Kinda cool I guess, I'd rather be there myself in my Subaru.


----------



## cossie (Dec 19, 2010)

Luv scoobys but I have to love
my dads mk1 escort lol


----------



## emc7 (Jul 23, 2005)

SE US, where I am is expected to have a colder and wetter winter than usual. I think Europe is going to get it even worse.  Blame the Iceland volcanoes and buy snow shovels.


----------



## cossie (Dec 19, 2010)

Yer we have already had heavy snow and gatwick and heathrow airports were shut down for 3 days


----------



## dan3345 (Jan 27, 2010)

yeah I live in SoCal on the beach and for the last week in a half we have had 5 inches of rain and we are in a downpour right now. The streets are flooding! This weather is awesome, but so strange to have here. If we have it this bad Europe must be blizzard status.. lol


----------



## funlad3 (Oct 9, 2010)

It's just cold, typical, here in the Midwest. Near Chicago, the weather is perfectly predicatble or does something that no one thought was possible. 

Summer = hot; few thunderstorms... 

Winter = cold. very very cold. 5-10 big snowfalls... 

Fall = spring - thunderstorms and - 10-20 degrees... 

Spring = 50-80 degrees. 10-15 big thunderstorms...


But then you'll get one of those freak occasions like this fall. Eighty one day, thirty five the next.


----------



## cossie (Dec 19, 2010)

Oh the snows stopped over here now but it set to come again tommorow.


----------



## funlad3 (Oct 9, 2010)

Drive safely! No pun intended...

Oh wait, you can't drive!!!  

*This is coming from the person who can't drive either....*

Again, go away Fairness To Both Sides Of The Argument!!!


----------



## cossie (Dec 19, 2010)

Lol I can drive but not on the roads lol.

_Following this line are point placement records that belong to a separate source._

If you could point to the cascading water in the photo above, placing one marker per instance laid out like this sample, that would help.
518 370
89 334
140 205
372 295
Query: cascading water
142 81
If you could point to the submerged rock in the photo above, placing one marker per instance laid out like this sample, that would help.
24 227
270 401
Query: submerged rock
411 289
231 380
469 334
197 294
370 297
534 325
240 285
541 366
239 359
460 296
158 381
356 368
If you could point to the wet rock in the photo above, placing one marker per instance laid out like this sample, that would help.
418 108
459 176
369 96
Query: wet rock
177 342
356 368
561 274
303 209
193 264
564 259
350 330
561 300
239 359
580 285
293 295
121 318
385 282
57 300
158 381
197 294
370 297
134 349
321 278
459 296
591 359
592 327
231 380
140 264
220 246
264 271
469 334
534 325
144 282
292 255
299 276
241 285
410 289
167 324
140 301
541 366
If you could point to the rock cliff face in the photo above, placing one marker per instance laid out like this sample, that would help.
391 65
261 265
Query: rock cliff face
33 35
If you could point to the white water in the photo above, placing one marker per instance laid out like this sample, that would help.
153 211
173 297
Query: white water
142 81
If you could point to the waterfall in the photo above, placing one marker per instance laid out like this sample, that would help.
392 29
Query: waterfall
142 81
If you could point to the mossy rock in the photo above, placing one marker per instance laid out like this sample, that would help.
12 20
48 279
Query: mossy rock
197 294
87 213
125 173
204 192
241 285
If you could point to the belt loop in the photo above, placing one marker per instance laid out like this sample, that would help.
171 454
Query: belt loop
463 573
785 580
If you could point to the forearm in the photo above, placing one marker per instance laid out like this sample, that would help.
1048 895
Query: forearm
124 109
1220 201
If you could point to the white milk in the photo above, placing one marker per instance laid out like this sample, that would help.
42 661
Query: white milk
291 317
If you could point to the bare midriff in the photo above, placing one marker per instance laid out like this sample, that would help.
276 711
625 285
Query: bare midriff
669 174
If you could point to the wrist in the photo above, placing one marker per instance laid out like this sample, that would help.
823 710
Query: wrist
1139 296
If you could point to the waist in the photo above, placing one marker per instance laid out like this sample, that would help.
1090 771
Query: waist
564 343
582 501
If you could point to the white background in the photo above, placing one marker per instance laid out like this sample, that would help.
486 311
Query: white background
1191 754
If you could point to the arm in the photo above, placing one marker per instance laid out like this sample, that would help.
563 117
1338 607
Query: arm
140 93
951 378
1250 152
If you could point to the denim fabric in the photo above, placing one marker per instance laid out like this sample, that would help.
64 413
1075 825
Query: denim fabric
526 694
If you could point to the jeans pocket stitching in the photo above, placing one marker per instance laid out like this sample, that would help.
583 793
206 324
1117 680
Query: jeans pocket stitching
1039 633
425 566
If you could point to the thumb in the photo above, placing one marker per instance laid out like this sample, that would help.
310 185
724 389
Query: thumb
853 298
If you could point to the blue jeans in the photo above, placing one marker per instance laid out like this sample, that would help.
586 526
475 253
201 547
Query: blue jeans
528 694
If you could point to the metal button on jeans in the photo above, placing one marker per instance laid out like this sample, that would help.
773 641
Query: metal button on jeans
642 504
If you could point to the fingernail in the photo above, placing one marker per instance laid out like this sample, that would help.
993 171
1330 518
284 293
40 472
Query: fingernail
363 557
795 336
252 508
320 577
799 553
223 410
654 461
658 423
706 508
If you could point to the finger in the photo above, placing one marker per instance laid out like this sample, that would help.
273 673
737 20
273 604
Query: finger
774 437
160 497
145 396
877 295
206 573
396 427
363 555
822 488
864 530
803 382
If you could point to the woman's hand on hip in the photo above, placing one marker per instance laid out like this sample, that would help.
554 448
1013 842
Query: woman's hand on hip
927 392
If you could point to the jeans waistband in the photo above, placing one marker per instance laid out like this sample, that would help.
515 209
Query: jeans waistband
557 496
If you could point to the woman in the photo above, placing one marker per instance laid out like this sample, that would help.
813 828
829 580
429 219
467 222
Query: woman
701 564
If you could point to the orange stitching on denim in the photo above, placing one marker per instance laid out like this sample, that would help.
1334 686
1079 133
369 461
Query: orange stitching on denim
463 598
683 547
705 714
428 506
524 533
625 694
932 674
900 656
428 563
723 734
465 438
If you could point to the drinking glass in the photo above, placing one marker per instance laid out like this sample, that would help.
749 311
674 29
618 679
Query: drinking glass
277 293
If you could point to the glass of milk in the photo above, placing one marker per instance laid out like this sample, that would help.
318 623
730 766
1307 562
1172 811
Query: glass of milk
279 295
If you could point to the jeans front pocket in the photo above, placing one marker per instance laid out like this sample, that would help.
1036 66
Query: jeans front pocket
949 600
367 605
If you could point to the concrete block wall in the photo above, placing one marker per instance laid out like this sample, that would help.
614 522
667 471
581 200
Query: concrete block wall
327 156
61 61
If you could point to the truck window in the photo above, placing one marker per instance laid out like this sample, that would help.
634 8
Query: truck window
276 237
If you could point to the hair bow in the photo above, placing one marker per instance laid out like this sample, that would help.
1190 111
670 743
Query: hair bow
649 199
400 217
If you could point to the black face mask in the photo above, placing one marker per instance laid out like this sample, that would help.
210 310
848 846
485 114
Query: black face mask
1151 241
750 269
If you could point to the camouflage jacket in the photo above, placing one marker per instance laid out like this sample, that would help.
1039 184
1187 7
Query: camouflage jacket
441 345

My hobby is junior rallycross and next year hopefully going onto junior rallying


----------



## dan3345 (Jan 27, 2010)

cossie said:


> Lol I can drive but not on the roads lol.
> 
> My hobby is junior rallycross and next year hopefully going onto junior rallying


see thats just awesome.. I jelly.


----------



## cossie (Dec 19, 2010)

Lol it's the main ambition I've ever had


----------